L'ENNEMI

Thème: Brouillard qu'on plisse • 31 mars 2026 • par Olivier Chapuis

La porte s’ouvre sur une silhouette massive qui claque des talons. « Diane debout ! » crie-t-elle tandis que son bras appuie sèchement sur l’interrupteur. C’est l’éblouissement général. Je cligne, recligne, surcligne. La lumière m’agresse. Un long grommellement monte au plafond de notre cantonnement. Trente secondes plus tard, nous sommes vingt recrues debout en pyjama, caleçon, marcel ou barboteuse, les bras le long du corps et la mâchoire crispée.

- Dans trente minutes, je vous veux en tenue dans la cour, compris ?

Deux quarts heures.

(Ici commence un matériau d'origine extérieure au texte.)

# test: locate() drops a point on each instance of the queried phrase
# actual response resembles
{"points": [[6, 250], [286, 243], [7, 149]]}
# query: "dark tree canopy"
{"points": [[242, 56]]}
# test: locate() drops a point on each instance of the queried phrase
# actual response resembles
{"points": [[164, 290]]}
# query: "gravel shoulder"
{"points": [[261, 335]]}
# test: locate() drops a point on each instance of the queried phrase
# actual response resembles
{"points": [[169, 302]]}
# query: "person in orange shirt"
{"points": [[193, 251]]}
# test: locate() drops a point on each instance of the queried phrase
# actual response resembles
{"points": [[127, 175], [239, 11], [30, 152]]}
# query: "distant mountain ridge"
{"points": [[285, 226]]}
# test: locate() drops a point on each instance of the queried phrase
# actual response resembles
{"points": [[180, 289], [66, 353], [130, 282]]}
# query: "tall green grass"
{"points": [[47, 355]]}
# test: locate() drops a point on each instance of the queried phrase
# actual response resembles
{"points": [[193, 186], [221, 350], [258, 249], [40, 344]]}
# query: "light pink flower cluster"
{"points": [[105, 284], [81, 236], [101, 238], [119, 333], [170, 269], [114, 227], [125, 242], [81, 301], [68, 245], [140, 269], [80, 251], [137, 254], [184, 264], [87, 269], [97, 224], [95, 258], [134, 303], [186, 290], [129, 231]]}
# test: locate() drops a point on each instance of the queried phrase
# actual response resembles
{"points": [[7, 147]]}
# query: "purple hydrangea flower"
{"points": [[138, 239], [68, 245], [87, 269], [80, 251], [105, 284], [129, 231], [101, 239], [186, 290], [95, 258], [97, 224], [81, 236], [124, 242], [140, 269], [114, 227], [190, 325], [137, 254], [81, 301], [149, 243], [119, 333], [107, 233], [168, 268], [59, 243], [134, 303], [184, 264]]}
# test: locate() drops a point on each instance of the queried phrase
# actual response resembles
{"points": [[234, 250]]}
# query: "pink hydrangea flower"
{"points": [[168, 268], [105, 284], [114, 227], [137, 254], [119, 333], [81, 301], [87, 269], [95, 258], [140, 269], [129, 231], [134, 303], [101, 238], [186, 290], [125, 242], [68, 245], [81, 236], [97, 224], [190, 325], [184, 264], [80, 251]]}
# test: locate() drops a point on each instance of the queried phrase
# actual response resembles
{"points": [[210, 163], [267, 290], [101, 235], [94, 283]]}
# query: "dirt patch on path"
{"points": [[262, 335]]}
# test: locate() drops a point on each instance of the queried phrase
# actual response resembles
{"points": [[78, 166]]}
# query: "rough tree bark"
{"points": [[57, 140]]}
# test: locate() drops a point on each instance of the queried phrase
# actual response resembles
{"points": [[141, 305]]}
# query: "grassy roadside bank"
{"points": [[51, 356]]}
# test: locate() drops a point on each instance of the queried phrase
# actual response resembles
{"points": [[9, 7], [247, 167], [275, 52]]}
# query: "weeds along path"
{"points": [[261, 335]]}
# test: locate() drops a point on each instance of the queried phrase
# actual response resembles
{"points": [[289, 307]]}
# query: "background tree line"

Pour sprinter aux lavabos communs, se débarbouiller, douche-pipi-caca, sprinter en sens inverse, sauter dans notre tenue d’assaut rigide de crasse, enfiler nos grolles qui puent le Schabziger, se précipiter à la cantine, y avaler cul-sec deux tartines de pain atomique nappées de confiture bleu électrique, revenir se récurer les chagnottes avant de débouler, en nage et en catastrophe, dans une cour de caserne remplie à ras bord d’un brouillard à défoncer au lance-flamme.

On ne voit rien à dix mètres.

Nous sommes suffisamment entraînés pour retrouver nos marques à travers cette purée. Je me plante au premier rang, face au drapeau dont on devine l’ombre écroulée au sommet de son mât. C’est le truc de l’armée : les grands devant, qui essuient les premières rafales mais rentrent en héros, les petits derrière, qui ramassent les cadavres et reçoivent des éloges lorsqu’ils reviennent vivants du front.

Bras le long du corps, mâchoires crispées – c’est une constante –, nous attendons. Enfin arrive le commandant de compagnie, un premier-lieutenant à la moustache hitlérienne et à la démarche de Panzer. Nous ne le voyons pas, nous l’entendons. Son pas martial, sa voix bouffée par le brouillard qui nous balance un salut trilingue, son « Repos ! » censé mettre fin à notre garde-à-vous.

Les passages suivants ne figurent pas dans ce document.